I can’t believe the potential orgy I left behind at Waffle House.
i think i just witnessed the elusive male walk of shame
Just found out that I was singing john legend songs as I threw up last night. Quality.
i love that when i tell my kids and grandkids about how we first met it will be about this little thing called a "poke" on facebook
Sorry about all the noise last night. We were trying to break bottles by kicking soccer balls at them. If it's any consolation, there's shattered glass and blood all over my kitchen.
Apple Jack is not a good idea for breakfast. Whiskey can't replace milk.
Some dude just came up to me and stroked my beard, smiled and left. Shave?
As a Chick-Fil-A employee, I think you'd appreciate the visual of me almost accidentally pulling out my wallet with a thong hooked on it as I payed for my waffle fries just now.
i passed out twice in the shower, twice on the bathroom floor, once holding the toilet bowl and 8 times moving from the bathroom to my bed. Tequila sucks.
You just said you hate yourself then sent me a picture of your friend's penis. Clearly this is a night of honesty.

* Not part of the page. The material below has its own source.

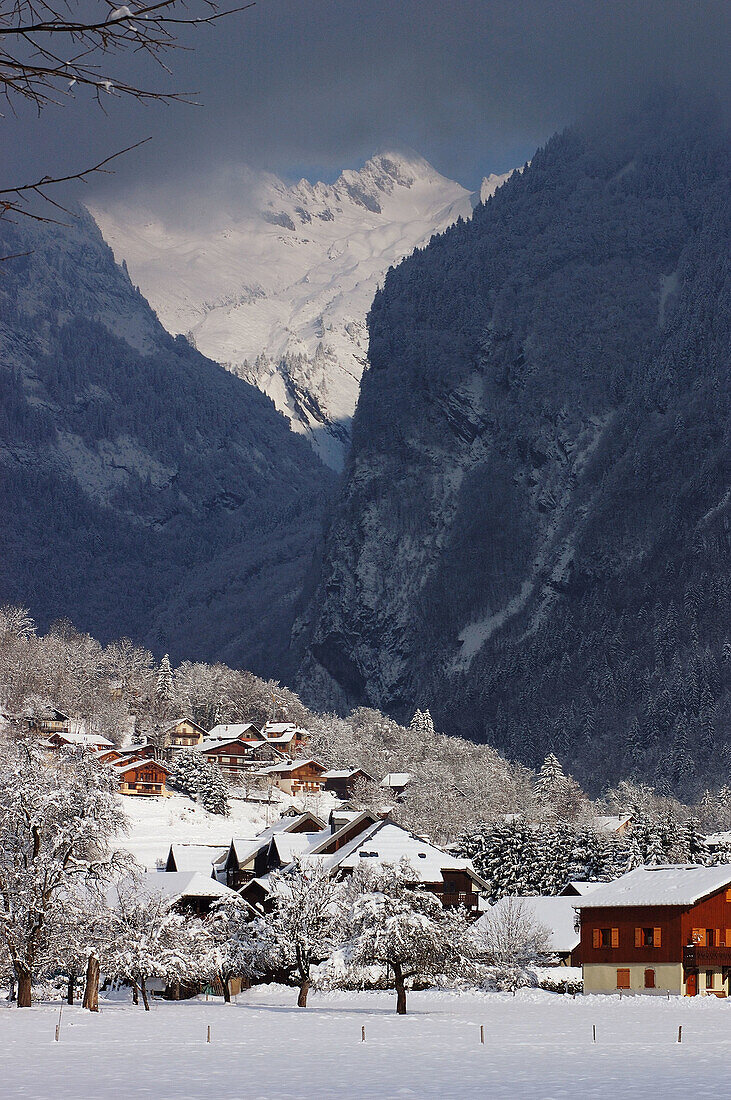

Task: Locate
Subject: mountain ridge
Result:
[90,151,509,470]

If I wear a tail on Halloween, how am I supposed to grind? Maybe I will just wear devil horns
Like we just had a bunch of sex and then he threaded my eyebrows in bed lol. It was amazing
I'm pretty sure male strippers are the last things I need in my life right now.
Explain to me how we're not being documented on? A gynecologist I saw two times 8 years ago popped up on my people you may know list on fb. What in the actual fuck?
I'm hungover from the 8pm vodka and still drunk from the 5am beer.